In Nangarhar, VOA has learned that the Islamic State has been using mosques as military centers.
“IS has turned at least 60 mosques in five districts of Nangarhar into military training centers,” Abdul Zahir Haqqani, director of religious affairs in Nangarhar, told VOA, noting that “the imams have fled to Jalalabad, Nangarhar’s capital city.”
VOA adds that ISIL-K in Nangarhar has also “launched multiple attacks on Afghan police checkposts and villages in recent months, it has imposed taxes on agriculture activities in areas it controls, and it has been cutting down trees in some parts of the province in a timber-smuggling operation to neighboring Pakistan.”
The Sunni jihadist group is reportedly operating in the Afghan provinces of Zabul, Ghazni, Kunar, and Nuristan, reported Khaama Press (KP) earlier this year.
Except for Ghazni, the provinces lie on Afghanistan’s border with Pakistan. Ghazni is located near the Pakistan border, next to Zabul.
ISIL-K “is getting stronger and, in some areas, has taken over rival Taliban positions,” VOA learned from Bismillah Afghanmal, the governor of Zabul.
“In some areas [Taliban] white flags have been replaced by [ISIS] black flags. … This is a major threat and we have shared our concerns with the central government,” the provincial governor told Radio Free Europe/Radio Liberty (RFE/RL), according to VOA.
The Khorasan Province has established military bases in at least four districts in Zabul, the head of the provincial council there reportedly revealed.
In Ghazni, ISIL-K has been actively recruiting in at least three districts.
“The situation in these areas is worrisome. … Fighters from Uzbekistan have settled along with their families in some remote mountainous areas and have been trying to recruit locals into their ranks,” Khaleqdad Akbari, head of the Ghazni provincial council, told VOA.
Most of the ISIL-K fighters are former members of the Pakistan Taliban, Tehrik-e Taliban Pakistan (TTP), Gen. Nicholson has said, adding Uzbeks from the Islamic Movement of Uzbekistan have also joined the jihadist group.
ISIL-K has also been increasing its terrorists activities in Pakistan, Sen. Rehman Malik, the former interior minister in Pakistan, told VOA.
Citing unnamed Pakistani officials, VOA reports that “hundreds of IS operatives from different cities” have been detained in Pakistan “within the past two years,” adding that Islamabad insists the terrorist group “has no organized presence in Pakistan.”
Gen. Nicholson has acknowledged that the Afghanistan-Pakistan region is a fertile ground for terrorism, noting in September that “of the 98 U.S. or UN-designated terrorists organizations around the globe, 20 of them are in the Af-Pak region.”

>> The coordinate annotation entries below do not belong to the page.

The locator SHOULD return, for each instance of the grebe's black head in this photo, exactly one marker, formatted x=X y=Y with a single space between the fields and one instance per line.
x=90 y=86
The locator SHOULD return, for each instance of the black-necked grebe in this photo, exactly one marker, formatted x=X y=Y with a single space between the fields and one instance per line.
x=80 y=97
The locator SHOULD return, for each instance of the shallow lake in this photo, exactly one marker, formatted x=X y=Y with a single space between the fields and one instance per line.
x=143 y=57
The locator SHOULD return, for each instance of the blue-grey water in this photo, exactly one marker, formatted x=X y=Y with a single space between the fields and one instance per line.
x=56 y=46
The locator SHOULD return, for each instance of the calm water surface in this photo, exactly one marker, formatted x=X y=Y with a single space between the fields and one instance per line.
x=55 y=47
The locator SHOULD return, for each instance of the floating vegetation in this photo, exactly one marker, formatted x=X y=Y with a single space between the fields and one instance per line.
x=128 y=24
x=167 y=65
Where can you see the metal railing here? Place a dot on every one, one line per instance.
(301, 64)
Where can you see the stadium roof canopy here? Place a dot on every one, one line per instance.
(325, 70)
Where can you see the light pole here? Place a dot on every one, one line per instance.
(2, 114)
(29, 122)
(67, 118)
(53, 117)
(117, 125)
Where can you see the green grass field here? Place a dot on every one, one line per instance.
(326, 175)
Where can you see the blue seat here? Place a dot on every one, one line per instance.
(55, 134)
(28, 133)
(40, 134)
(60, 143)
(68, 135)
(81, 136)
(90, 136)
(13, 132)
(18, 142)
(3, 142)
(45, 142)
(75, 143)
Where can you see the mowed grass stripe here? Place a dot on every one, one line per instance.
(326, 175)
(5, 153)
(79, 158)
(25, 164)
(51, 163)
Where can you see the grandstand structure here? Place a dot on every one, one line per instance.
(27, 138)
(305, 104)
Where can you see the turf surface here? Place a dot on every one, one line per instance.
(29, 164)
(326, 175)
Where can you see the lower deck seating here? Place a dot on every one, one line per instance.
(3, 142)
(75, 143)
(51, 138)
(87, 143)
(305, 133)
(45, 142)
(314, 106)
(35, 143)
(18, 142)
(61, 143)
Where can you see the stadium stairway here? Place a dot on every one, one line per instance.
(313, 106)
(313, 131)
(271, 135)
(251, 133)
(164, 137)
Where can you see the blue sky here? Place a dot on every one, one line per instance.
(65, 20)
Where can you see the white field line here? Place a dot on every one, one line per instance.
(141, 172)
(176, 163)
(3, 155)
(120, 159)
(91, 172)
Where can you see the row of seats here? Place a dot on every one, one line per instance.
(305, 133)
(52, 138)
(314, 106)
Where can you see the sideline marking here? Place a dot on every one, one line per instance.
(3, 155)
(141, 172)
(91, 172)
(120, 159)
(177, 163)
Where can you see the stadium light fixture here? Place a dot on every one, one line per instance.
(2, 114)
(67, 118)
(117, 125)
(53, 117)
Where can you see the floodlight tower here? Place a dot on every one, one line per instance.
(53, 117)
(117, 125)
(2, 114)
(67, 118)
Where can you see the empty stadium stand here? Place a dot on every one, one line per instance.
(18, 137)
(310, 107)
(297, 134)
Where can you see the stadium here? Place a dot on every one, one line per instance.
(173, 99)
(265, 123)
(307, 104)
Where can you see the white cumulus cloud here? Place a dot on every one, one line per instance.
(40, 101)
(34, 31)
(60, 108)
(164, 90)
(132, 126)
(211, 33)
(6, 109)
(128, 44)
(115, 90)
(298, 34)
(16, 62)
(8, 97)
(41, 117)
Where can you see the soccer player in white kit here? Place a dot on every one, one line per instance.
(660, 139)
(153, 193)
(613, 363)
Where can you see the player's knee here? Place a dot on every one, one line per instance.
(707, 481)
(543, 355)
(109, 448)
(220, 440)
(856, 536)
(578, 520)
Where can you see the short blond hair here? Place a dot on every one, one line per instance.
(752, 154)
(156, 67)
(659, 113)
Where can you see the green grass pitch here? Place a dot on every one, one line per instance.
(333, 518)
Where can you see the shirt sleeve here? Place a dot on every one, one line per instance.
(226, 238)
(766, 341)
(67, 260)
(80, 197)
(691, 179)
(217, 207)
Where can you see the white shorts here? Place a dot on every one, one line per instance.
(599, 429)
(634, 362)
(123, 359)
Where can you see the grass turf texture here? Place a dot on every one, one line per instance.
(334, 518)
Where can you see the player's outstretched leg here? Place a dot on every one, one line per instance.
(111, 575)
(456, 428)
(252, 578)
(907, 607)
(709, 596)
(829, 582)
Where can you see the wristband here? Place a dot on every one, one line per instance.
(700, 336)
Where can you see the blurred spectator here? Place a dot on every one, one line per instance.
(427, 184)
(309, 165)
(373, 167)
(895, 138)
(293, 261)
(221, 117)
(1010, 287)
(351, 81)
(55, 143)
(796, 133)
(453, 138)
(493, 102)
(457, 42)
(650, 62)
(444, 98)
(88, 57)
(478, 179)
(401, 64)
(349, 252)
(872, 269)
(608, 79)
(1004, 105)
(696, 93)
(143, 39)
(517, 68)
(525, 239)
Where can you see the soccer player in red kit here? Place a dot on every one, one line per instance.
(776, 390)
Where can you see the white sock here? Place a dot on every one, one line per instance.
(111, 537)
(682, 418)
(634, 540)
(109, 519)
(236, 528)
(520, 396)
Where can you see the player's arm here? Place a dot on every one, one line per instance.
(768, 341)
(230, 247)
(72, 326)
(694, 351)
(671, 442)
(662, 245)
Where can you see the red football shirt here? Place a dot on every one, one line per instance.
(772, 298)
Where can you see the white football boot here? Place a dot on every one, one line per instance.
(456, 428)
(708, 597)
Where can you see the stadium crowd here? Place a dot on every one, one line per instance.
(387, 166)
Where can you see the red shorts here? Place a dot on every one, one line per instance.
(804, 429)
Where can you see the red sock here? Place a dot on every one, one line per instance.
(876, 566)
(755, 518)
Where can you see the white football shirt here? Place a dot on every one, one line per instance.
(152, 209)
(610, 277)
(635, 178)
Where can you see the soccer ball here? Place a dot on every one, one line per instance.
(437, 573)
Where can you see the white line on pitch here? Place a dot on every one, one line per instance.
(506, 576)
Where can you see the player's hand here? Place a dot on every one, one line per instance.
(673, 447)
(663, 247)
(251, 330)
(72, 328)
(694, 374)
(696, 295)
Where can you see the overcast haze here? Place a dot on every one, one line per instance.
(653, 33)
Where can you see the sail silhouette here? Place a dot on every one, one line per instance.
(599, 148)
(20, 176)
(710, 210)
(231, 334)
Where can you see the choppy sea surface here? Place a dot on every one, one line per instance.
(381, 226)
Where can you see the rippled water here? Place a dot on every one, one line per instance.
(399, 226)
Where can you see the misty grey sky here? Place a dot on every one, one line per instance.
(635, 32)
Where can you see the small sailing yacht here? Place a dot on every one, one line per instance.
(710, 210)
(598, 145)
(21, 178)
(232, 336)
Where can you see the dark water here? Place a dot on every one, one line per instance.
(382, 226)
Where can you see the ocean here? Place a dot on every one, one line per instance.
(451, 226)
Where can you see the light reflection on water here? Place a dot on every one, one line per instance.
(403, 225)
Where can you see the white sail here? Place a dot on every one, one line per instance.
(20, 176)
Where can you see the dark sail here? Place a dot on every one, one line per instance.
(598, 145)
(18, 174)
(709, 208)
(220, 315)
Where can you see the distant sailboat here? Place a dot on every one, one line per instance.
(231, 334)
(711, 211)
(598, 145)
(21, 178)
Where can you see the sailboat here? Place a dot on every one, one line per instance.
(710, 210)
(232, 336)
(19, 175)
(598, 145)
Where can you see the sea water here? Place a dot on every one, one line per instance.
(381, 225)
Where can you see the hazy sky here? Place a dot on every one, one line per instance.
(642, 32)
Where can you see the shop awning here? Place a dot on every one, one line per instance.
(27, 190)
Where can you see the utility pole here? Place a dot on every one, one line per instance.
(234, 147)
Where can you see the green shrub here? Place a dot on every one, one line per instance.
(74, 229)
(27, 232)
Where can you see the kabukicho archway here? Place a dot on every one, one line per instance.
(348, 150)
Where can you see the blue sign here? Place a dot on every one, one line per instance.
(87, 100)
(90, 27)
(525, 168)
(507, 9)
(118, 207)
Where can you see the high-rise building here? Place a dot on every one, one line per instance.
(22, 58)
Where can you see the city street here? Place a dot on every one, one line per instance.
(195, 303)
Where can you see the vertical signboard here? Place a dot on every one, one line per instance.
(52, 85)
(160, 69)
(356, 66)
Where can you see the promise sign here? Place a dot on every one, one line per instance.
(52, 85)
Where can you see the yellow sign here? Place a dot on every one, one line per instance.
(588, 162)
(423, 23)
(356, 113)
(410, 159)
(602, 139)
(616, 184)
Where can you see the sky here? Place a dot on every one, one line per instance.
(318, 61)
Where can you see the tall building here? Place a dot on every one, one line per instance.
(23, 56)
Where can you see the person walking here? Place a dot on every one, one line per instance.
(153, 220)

“This is the highest concentration of the numbers of different groups in any area in the world,” he added.
The Islamic State established its Khorasan Province in January 2015, less than a month after President Barack Obama declared an end to the U.S. combat mission in Afghanistan, a move that placed the ineffective Afghan National Defense and Security Forces (ANDSF) in the lead of security operations.
Khorasan is an ancient name for a territory that covers Afghanistan, Pakistan, as well as some parts of Iran, India, and other neighboring countries. ISIL-K reportedly receives its orders from the core Islamic State group in Iraq and Syria.
In October, Brig. Gen. Charles Cleveland, a Kabul-based spokesman for the U.S.-NATO mission in Afghanistan, told Pentagon reporters that efforts by the U.S.-backed ANDSF had reduced the number of ISIL-K jihadists in Afghanistan by “15 to 20 percent” to about 1,000 fighters.